# Fish love the weenies



## TheCream (Mar 19, 2009)

And apparently in all colors. The traditional green weenie was my choice of flies last week, my girlfriend demande...asked for pink weenies. I warned her that I had no guarantees the pink weenie would catch fish, but she wanted to try it so I obliged. She managed 4 bluegills on the pink weenie on her first ever fly fishing outing. Casting was clearly her biggest problem area, this being the second time she has ever tried to cast a fly rod. I gave her my 5wt and I used the 3wt. I caught a bunch of gills, a few stray small crappies, a tiny bass, and some redears. The redears were very feisty and strong.


----------



## fishmerf (Mar 28, 2008)

When all else fails, I tie on a weenie! Great pictures. Those fish are gorgeous. No video?


----------



## wabi (Jun 14, 2008)

This spring I tied my first green weenies and they are quickly becoming my go-to fly for bluegill.
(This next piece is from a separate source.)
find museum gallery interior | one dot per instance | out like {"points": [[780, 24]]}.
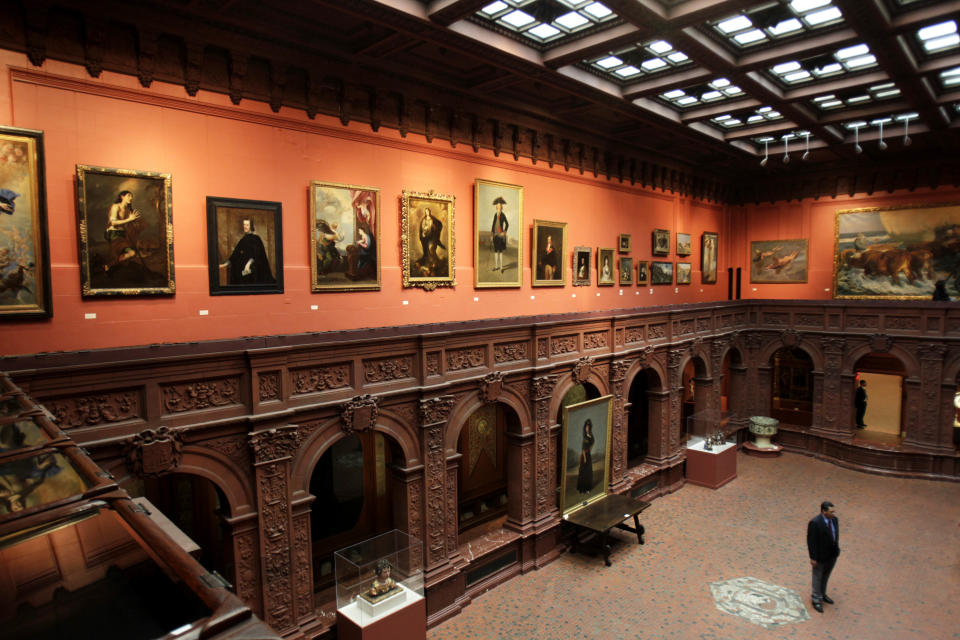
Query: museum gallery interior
{"points": [[321, 316]]}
Yesterday evening I tried a new white "gurgler" I tied on a #10 - 2x long hook and took a couple BIG bluegills, though. Then I switched to a McGinty (I had put them in the wrong box when I tied them and forgot about them until I put the gurglers in the box) and that was the fly I finished the evening with.
A nice sized bluegill almost every cast, plus a lm bass & a crappie.


----------



## TheCream (Mar 19, 2009)

wabi said:


> This spring I tied my first green weenies and they are quickly becoming my go-to fly for bluegill.
> 
> Yesterday evening I tried a new white "gurgler" I tied on a #10 - 2x long hook and took a couple BIG bluegills, though. Then I switched to a McGinty (I had put them in the wrong box when I tied them and forgot about them until I put the gurglers in the box) and that was the fly I finished the evening with.
> A nice sized bluegill almost every cast, plus a lm bass & a crappie.


My best gill fly so far this year has been a super simple foam spider tied similar to a Gurgler. I am making them small, tied on a #14 nymph hook. It's basically black foam tied over the back, Gurgler style, with chartreuse chenille under body and a set of long white rubber legs on each side. They are quick to tie, fairly durable, and the bluegills tear them up. I also tie a McGinty variation using ice dub (yellow and black) for the body, the McGinty is a great bluegill pattern.


----------



## fishinnick (Feb 19, 2011)

The green weenie is one of my go-to flies for both panfish and trout when they're not hitting anything else. They're easy to tie and catch a lot of fish. I tie some of them with beadheads too. 

Nice redears


----------